Semantics of global variables


Posted on Mar 12, 2009 by Grumpy Monkey

Jaql treats the definition of global variables as simply a definition; it does not evaluate the variable's value immediately. The variable definition is included in each query evaluation, which means the variable will be evaluated for each query evaluation. Moreover, the variable can be inlined inside the query in such a way that causes it to be evaluated multiple times in a single query.

The "materialize $var" statement can be used to force the evaluation of a variable. This doesn't seem very clean, but provides a short-term workaround. One problem with materialization is the value is not stored in a map/reducible location (eg hdfs), so we do not get map/reduce over the variable result. This is a general problem with all variables. Moreover, it is unclear when we should materialize into a distributed location (for large results this makes sense) vs store in memory (for small results). Currently, the user has to handle this using an explicit write.
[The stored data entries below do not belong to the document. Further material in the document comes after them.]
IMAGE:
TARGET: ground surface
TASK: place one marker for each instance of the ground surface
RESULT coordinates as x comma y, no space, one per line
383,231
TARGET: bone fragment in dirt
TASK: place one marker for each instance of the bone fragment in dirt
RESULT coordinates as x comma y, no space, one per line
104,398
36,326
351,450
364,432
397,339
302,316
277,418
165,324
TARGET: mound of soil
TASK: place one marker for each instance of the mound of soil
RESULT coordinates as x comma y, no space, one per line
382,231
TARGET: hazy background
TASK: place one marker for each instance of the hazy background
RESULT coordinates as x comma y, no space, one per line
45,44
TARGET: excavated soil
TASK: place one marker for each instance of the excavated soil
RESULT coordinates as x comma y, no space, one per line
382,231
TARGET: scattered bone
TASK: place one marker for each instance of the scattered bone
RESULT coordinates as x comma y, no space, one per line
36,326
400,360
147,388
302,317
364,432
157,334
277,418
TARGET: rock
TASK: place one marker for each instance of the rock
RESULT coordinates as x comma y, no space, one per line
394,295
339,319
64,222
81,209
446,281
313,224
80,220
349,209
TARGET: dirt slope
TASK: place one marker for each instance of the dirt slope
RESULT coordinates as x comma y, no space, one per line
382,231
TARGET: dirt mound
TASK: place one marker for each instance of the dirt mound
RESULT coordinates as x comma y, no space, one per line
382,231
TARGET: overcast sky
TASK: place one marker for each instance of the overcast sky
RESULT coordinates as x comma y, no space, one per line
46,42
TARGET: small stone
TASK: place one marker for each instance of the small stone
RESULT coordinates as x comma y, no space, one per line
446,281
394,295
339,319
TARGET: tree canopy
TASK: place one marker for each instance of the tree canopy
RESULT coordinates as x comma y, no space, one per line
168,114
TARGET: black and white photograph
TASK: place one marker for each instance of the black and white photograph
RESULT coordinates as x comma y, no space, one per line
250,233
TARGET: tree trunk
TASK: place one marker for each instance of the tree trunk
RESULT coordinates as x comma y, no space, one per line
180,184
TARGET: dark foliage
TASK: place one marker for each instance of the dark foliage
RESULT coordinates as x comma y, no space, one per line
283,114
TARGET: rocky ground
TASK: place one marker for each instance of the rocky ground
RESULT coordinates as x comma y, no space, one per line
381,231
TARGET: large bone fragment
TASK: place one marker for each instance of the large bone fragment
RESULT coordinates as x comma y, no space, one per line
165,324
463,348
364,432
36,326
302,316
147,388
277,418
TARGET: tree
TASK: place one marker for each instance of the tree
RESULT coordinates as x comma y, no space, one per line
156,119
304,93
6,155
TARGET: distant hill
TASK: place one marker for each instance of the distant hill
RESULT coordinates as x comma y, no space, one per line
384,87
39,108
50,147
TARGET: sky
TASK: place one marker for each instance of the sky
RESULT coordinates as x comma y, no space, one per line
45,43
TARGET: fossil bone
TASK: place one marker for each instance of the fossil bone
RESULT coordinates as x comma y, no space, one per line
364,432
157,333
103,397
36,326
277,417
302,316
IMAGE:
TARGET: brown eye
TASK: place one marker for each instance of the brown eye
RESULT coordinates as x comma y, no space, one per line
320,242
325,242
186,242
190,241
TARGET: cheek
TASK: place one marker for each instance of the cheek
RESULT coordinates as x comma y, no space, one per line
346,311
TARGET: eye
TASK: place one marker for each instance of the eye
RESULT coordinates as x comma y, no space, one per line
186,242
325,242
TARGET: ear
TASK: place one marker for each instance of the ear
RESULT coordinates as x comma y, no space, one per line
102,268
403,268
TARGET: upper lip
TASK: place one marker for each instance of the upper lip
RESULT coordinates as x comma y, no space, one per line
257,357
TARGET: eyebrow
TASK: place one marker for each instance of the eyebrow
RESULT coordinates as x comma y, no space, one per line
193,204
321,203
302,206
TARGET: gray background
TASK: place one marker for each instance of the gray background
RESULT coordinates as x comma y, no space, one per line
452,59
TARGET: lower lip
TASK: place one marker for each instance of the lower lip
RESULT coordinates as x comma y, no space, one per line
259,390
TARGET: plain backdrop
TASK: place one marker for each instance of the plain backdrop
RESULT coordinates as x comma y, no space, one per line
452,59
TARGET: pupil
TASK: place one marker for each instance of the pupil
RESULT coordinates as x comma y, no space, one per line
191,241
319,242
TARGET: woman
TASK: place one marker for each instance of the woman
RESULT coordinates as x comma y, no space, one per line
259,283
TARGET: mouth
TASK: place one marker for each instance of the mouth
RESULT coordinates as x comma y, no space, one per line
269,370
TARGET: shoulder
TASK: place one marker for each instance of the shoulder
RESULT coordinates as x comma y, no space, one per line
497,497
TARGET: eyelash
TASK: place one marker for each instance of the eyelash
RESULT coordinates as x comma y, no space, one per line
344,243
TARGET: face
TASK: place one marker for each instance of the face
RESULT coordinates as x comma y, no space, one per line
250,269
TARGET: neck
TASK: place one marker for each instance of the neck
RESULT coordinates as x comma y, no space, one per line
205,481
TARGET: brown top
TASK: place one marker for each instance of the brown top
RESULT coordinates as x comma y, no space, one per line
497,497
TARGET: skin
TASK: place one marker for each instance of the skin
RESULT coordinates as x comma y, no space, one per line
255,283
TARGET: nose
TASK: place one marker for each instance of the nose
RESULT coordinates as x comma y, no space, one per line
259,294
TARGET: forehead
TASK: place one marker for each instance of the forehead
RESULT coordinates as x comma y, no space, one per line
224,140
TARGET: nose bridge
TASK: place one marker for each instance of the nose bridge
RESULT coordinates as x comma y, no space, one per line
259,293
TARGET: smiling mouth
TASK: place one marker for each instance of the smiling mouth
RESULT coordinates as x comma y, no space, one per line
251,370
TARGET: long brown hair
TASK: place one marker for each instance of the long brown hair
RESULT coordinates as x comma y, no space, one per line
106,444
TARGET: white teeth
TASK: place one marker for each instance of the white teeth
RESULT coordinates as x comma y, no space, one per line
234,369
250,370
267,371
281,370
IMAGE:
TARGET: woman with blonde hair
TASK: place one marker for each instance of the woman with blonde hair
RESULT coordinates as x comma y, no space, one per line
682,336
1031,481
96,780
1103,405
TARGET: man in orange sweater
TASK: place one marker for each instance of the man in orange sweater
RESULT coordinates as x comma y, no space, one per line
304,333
Another issue is that global variables are never redefined; instead a new variable is created that hides the old one - old references are still to the old variable. This makes variable definitions feel like they are evaluated immediately even though the evaluation is lazy, but causes unexpected results in the case of functions. Consider two examples:

$x = 1; $y = $x + 1; $x = 2; $y; // produces 2, which seems right.

$f = fn() 1; $g = fn() $f() + 1; $f = fn() 2; // incorrectly think this redefines $f() and therefore affects $g $g(); // produces 2, which seems wrong

We need some more thinking here.

Status: Accepted

Labels:
Type-Task Priority-Medium